Technically, both are correct, but if the question asks for it it in terms of both w and n, then it's the second one.
If a function f(n) is O(g(n)) for some function g(x), it means that f(n) is bounded above by g(n) asymptotically. Basically this means that for large n values, g(n) will be bigger than f(n).
(More formally, we could say that f(n) is O(g(n)) if and only if there exists some N such that g(n)>f(n) for all n>N)
Now in your case, let f(n) = 6wn^2 - 6wn + 6w.Then f(n) is both O(n^2) and O(wn^2). This is because both are asymptotic upper bounds for f(n).

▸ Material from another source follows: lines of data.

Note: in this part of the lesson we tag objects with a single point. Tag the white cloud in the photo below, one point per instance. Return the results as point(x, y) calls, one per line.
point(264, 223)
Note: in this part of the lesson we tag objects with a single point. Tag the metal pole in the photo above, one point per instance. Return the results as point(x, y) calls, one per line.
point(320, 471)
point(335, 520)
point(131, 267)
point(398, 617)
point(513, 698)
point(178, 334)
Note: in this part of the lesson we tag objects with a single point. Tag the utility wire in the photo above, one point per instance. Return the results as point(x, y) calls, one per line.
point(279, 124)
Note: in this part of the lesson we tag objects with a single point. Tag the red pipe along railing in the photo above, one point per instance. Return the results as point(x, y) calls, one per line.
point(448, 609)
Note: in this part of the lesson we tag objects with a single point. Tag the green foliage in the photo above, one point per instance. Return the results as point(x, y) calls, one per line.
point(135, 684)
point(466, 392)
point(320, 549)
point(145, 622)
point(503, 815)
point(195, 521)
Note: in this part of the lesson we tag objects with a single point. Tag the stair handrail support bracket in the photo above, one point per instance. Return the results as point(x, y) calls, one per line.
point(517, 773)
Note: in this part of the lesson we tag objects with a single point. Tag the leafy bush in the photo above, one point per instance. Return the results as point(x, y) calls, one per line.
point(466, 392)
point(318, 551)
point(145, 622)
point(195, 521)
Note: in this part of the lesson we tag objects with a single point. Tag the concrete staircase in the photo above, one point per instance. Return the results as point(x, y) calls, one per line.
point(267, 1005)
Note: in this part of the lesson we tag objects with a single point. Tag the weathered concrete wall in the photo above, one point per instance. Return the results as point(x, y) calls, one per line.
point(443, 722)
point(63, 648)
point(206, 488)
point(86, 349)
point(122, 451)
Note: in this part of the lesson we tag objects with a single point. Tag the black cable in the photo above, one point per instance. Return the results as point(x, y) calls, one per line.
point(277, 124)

In fact, f(n) is also O(n^2^2^2^2^2^2^2).
However the best answer for you to give would likely be that f(n) is O(wn^2), since that includes w, which is what the question asked for.
Note that in practice we usually remove all coefficients and unimportant powers from g(n). The reason is that you get more information about a function if you present a low upper bound as opposed to a high one. For example, if I tell you that my speedy search algorithm is O(n^(1000!)), I'm not telling you very much at all. On the other hand, if I told you it was O(n^2), I'm giving you more information - but both could be correct.
Since the question asks you to write in terms of both, the second is the answer pretended.
In general it is okay to have two variables in big-O notation, if the input size is defined by two variables and they do not depend in one another.
An example of this is Dijkstra's algorithm, that has a worst case performance of O( | E | + | V | log | V | ). The size of the input graph is defined by the number of vertices (V) and the number of edges (E). The adjacency matrix representation ends up making E = V^2, so if we used Dijkstra's algorithm with an adjacency matrix (don't do it, it's a bad idea) we would convey better information with O( V^2 + | V | log | V | ), which is the same as simply O(V^2).